I’ve been thinking about the freshness of my coffee quite a bit these days ever since I managed to acquire a large whole-bean selection due to my own splurges in combination with gifts from generous friends and vendors. I’m the only coffee drinker at home, more or less, so this sudden windfall of freshly roasted coffee simultaneously delighted and horrified me. I could almost hear the clock ticking away in the background, counting down the time I had to get my brew on before everything started tasting like cardboard.
How fresh is fresh enough? Or, conversely, how old is too old?
On that subject, I came across some general guidelines with respect to freshness while forum-surfing recently. I’m pretty confident that the Babbie referred to in Babbies’s Rule, quoted below, is Chris Babbie (aka Psyd on Home-Barista.com; see here also}. Credit where credit’s due, right?
Babbie's Rule of Fifteens:*
Green beans should be used in fifteen months.
Roasted beans should be used in fifteen days.
Ground beans should be used in fifteen minutes.
Extracted beans should be served in fifteen seconds.

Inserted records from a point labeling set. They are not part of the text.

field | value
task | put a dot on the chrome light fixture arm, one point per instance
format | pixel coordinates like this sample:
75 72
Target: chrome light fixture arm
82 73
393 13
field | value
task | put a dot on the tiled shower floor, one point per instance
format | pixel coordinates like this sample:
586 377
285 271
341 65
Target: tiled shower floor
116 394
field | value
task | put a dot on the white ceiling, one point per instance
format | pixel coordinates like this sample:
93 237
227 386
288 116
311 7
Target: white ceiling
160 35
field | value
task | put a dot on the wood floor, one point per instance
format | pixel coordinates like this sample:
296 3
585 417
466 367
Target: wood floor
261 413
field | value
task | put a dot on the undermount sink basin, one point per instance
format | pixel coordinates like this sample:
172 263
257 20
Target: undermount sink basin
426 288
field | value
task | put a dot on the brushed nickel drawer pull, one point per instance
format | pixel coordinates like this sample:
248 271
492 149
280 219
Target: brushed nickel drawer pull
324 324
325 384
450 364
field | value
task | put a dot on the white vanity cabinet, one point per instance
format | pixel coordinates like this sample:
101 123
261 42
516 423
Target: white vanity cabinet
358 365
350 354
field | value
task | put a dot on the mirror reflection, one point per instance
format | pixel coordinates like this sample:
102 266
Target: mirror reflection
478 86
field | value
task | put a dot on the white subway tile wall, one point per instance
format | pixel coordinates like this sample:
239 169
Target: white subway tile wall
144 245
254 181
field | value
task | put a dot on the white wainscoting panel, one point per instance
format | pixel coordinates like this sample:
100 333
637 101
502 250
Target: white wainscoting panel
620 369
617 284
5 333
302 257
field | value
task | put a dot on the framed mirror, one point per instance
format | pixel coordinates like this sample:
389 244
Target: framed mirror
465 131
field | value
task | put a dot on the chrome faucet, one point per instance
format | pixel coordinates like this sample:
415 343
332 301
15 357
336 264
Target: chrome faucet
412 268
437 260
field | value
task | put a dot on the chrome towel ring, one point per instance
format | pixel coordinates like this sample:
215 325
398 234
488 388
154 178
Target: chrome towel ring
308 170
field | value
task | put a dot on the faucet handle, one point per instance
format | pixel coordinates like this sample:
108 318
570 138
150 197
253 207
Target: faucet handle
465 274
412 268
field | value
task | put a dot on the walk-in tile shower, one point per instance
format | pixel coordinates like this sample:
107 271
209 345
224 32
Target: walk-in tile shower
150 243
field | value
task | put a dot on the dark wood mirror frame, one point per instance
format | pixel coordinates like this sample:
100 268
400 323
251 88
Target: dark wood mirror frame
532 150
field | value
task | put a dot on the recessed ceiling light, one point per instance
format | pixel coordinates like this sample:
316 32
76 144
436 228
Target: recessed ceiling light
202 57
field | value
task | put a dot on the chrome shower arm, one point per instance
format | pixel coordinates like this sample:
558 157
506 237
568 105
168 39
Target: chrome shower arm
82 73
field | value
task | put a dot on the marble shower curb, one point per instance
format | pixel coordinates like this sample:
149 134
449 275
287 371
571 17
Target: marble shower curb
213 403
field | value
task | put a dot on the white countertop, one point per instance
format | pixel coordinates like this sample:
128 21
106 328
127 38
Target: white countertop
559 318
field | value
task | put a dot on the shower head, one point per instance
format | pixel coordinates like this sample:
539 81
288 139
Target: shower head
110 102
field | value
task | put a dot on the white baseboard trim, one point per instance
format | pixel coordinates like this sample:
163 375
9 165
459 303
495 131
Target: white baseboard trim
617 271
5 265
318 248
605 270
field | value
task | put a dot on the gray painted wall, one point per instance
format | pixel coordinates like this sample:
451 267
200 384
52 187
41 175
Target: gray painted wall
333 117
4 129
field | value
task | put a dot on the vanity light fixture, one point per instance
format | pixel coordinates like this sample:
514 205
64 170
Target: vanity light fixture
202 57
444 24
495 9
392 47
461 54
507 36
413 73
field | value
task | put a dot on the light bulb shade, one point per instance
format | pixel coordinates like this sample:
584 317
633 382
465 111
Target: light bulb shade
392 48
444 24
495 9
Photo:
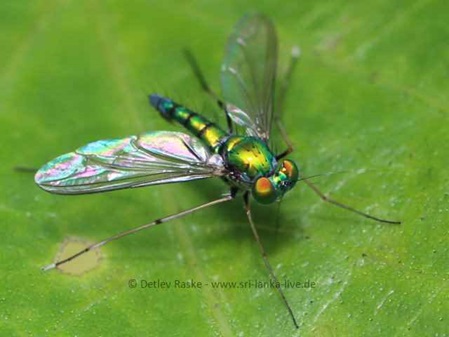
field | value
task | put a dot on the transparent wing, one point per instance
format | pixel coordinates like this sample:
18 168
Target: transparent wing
149 159
248 74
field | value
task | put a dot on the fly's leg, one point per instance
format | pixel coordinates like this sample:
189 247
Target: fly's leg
280 102
349 208
205 86
265 259
156 222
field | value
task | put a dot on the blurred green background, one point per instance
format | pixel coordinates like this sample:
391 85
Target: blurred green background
370 97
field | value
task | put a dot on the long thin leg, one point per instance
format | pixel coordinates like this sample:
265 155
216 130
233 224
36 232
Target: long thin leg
281 98
265 259
138 229
205 86
339 204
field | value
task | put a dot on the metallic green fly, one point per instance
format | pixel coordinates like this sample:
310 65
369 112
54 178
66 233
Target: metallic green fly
240 154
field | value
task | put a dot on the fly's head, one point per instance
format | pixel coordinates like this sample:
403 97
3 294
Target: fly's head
267 190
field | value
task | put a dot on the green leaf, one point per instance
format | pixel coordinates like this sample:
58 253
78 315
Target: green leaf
369 99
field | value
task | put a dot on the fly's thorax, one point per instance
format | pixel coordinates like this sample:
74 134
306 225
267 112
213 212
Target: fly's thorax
268 189
247 158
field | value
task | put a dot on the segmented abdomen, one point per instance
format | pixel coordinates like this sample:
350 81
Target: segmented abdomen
208 132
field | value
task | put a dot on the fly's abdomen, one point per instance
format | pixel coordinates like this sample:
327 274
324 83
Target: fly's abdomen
208 132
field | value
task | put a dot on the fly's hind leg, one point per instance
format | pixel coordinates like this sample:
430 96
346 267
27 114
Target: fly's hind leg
205 86
280 102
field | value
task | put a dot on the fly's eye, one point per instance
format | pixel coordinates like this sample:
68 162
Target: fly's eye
290 169
264 191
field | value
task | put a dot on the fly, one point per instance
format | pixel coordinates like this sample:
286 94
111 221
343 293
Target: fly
239 154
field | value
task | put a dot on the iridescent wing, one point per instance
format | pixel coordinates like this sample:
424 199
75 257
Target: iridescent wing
149 159
248 74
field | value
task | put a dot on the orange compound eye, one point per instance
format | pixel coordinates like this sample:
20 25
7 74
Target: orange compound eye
264 191
290 169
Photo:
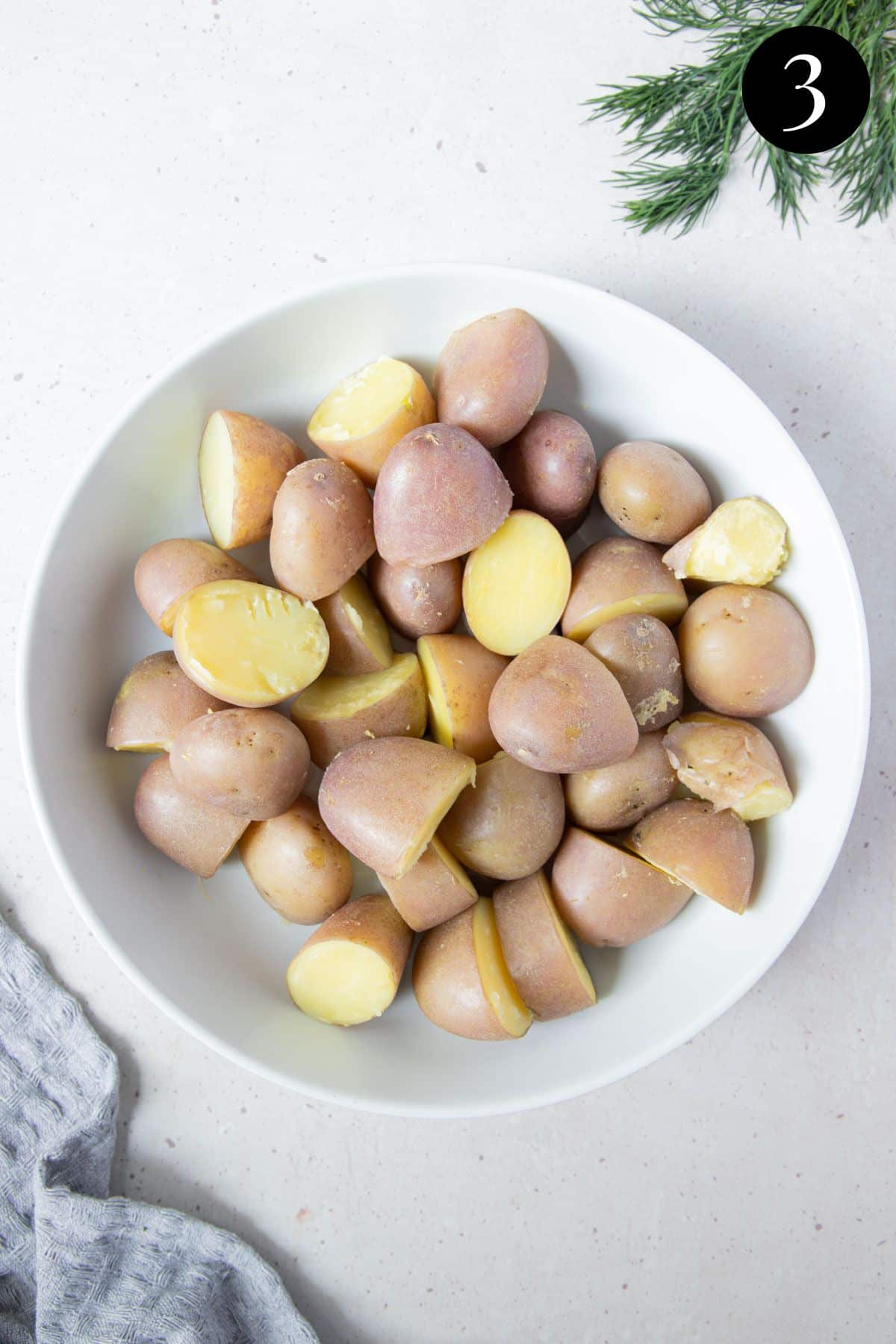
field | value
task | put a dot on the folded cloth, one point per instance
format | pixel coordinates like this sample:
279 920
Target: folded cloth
75 1266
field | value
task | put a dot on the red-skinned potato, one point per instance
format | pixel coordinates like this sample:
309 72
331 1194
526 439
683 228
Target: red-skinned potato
491 376
541 952
438 497
296 865
193 833
323 529
153 703
612 898
709 851
558 709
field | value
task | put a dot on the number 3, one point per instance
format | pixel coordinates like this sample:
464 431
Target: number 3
817 96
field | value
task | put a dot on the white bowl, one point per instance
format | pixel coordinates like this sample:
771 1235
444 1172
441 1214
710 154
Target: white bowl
215 960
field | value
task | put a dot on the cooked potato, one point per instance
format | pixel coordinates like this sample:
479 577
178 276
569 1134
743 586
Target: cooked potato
296 865
363 418
169 570
438 495
193 833
461 980
729 762
642 655
618 794
337 712
349 969
744 651
460 675
249 644
250 762
153 703
435 890
242 464
509 824
491 376
618 576
558 709
551 470
612 898
516 584
358 636
652 492
709 851
385 800
418 598
541 953
742 542
323 529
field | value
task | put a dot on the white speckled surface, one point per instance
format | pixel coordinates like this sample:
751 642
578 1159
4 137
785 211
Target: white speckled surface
172 166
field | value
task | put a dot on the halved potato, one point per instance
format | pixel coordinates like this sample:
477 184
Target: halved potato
349 969
742 542
435 890
242 464
541 952
386 799
358 636
731 764
249 644
460 676
615 577
461 980
363 418
709 851
612 898
153 703
516 584
337 712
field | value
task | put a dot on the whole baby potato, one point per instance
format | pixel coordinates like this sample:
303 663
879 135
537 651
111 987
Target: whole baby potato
551 470
652 492
323 529
418 598
250 762
491 376
744 651
642 655
438 497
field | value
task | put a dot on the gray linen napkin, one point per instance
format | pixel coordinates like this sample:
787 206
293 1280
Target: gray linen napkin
75 1266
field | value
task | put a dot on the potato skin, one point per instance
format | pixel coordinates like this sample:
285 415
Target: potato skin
438 497
553 470
418 598
153 703
250 762
556 707
744 651
193 833
509 824
652 491
608 897
620 794
642 655
296 865
169 570
323 529
492 374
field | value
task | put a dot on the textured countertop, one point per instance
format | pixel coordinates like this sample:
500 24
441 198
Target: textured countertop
168 168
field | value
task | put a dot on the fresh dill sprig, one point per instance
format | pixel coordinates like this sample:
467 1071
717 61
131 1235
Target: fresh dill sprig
685 125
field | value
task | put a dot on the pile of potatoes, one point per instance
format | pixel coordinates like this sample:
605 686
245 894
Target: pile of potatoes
516 784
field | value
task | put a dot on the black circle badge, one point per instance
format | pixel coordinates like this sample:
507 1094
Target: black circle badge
806 89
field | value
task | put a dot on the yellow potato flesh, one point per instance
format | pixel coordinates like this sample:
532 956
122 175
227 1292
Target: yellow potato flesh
516 584
497 986
249 644
340 983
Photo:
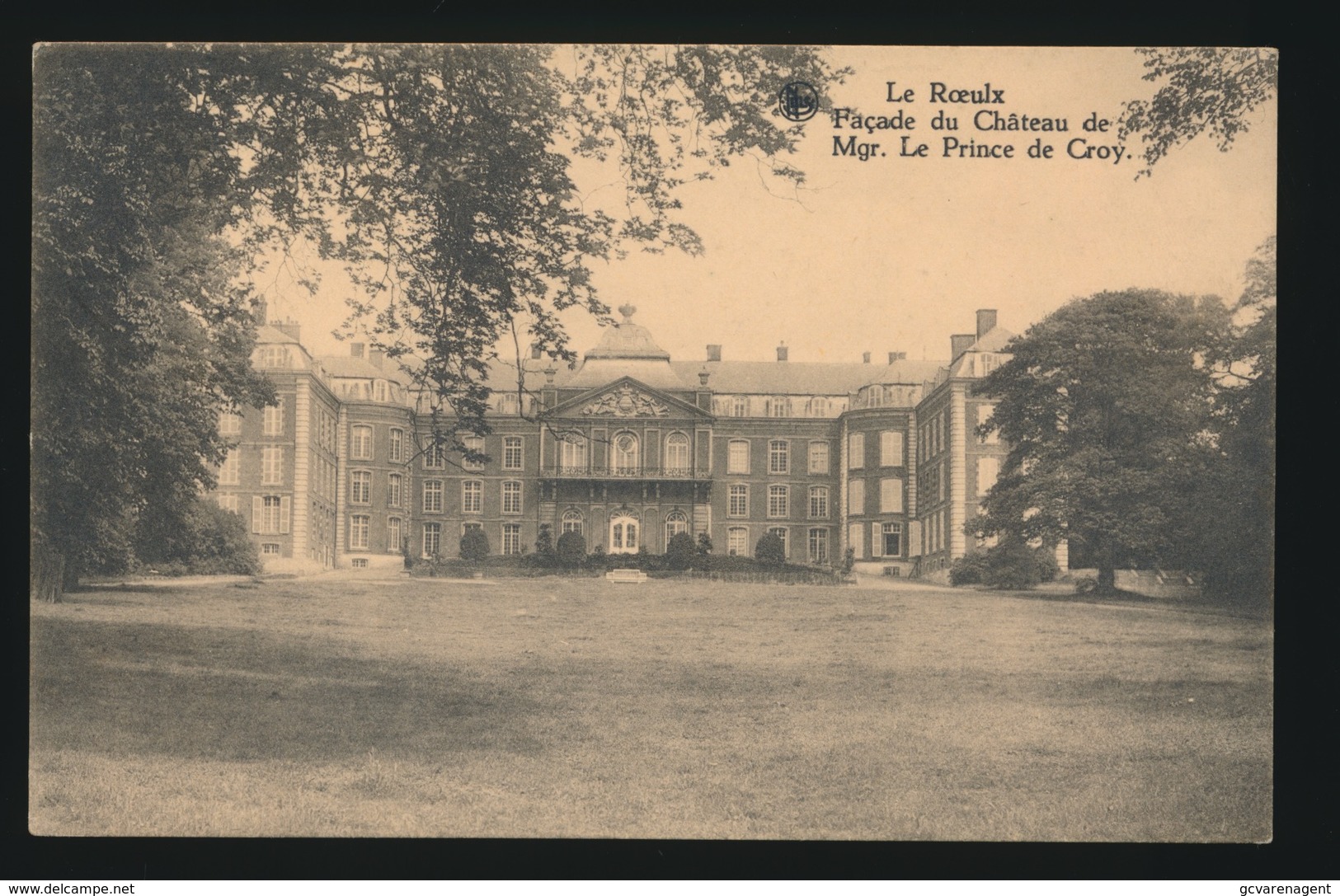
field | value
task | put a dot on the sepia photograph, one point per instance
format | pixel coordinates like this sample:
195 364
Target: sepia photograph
653 443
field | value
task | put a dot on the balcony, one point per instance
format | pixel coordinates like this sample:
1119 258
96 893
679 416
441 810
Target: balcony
625 473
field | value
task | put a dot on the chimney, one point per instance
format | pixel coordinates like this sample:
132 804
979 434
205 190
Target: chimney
291 327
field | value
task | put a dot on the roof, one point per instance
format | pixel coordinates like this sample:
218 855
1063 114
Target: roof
994 339
803 378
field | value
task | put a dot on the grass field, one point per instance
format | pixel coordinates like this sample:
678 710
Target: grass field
583 709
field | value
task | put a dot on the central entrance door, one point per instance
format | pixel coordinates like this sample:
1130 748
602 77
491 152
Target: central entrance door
623 533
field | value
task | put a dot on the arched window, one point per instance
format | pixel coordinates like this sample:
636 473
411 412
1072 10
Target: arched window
626 454
572 521
574 453
675 523
677 454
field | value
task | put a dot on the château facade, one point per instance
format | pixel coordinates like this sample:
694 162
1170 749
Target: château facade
628 449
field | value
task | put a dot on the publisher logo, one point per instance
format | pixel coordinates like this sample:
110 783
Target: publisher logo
797 101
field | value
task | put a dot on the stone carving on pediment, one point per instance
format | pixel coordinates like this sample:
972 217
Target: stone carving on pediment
626 402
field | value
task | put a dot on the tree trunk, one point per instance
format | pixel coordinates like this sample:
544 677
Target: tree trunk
47 572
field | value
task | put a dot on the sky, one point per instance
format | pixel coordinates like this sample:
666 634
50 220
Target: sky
896 253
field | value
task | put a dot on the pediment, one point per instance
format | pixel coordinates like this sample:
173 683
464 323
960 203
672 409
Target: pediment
626 398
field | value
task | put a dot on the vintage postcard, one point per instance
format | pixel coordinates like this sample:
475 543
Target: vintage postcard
653 443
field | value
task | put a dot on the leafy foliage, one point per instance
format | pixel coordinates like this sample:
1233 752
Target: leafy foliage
1202 89
771 551
1107 407
475 546
681 552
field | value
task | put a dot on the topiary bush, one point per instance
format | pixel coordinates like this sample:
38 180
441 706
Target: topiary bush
475 546
771 551
681 552
571 549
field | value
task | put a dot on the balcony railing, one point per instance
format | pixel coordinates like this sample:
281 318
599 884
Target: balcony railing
643 471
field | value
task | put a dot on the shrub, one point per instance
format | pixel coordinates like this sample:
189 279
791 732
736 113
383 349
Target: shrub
475 546
968 570
679 552
1016 567
571 549
771 551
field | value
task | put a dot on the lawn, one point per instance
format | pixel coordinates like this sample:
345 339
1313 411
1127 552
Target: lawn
557 707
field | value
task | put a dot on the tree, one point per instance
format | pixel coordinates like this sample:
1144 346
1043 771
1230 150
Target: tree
1204 89
440 175
1107 407
771 551
679 552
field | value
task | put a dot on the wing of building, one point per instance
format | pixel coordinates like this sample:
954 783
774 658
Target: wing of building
628 449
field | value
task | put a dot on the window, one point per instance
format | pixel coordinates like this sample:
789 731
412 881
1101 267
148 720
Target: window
472 497
988 469
272 465
510 497
360 443
818 546
360 486
572 521
435 456
229 473
625 454
677 454
857 497
819 457
270 514
984 417
432 538
675 523
574 453
890 448
433 495
737 501
891 495
737 456
512 453
857 450
473 443
893 533
358 532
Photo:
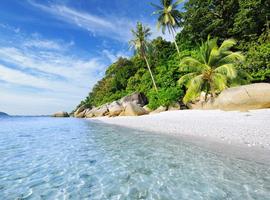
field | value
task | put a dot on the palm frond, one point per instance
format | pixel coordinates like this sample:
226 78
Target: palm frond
231 57
190 64
156 6
227 44
227 70
194 89
219 82
186 78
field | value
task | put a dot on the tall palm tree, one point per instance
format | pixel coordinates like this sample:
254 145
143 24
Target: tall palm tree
169 17
212 72
140 44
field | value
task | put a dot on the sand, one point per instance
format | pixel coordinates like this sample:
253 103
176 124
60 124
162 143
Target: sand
216 128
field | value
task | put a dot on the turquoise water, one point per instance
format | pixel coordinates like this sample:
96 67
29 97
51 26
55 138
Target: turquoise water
48 158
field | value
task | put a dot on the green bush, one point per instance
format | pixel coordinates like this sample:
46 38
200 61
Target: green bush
164 97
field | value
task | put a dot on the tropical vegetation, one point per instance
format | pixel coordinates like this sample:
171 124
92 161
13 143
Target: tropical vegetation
212 72
218 44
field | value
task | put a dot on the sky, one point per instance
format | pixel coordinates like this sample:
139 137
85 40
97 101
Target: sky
53 52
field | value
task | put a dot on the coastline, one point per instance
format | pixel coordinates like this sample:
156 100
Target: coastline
244 135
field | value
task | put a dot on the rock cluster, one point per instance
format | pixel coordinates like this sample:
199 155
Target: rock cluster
131 105
242 98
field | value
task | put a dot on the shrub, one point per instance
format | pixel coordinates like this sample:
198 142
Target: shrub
164 97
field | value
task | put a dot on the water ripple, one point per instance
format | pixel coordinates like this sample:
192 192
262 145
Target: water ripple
46 158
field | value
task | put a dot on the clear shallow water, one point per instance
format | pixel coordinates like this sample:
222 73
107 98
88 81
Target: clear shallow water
48 158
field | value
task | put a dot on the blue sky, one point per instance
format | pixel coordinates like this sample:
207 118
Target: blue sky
53 52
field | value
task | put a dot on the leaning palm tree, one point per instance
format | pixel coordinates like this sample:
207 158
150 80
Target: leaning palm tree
212 72
169 17
140 44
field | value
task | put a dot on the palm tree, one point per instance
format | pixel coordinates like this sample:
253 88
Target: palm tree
140 44
212 72
169 17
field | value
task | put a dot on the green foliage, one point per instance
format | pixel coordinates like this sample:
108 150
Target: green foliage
258 59
164 97
211 67
212 71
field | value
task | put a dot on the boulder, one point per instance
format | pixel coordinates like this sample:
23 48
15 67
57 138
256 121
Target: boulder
246 97
60 114
80 115
175 106
101 111
159 110
79 112
89 113
137 98
115 108
133 109
147 108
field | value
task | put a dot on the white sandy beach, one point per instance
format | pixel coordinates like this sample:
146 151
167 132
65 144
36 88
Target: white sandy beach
242 129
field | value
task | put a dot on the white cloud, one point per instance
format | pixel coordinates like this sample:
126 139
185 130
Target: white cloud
60 78
114 56
47 44
110 26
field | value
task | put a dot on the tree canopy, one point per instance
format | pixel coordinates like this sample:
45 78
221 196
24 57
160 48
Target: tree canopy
244 21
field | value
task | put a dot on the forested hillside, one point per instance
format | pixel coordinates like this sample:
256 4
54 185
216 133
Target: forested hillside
246 21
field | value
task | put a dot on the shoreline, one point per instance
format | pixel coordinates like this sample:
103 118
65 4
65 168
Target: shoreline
244 135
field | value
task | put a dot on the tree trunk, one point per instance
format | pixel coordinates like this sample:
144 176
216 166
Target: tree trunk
174 41
148 66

*Caveat from Chris: "These are generalities, and depend on the bean, the environment, and your tastes. While there are occasional outliers, anyone that suggests that these are way off would arouse my suspicions. Especially about his tastes... ; >"
Let’s focus on the second line re: roasted beans. 15 days is a little more strict than what’s become my practice, which is to allow 30 days post-roast. I’m not saying there’s no drop-off in flavor between 15 and 30 days; rather, I’m simply willing to accept the potential decline in cup quality up until my beans reach that 30-day mark. After a month, however, I’m likely to toss whatever’s left over.
Is that overly lenient? Overly ruthless? I’d be curious to see what you all think. In the meantime, I’ll be exploring freezing small quantities of whole bean within 4-5 days of roasting in order to skirt the issue entirely.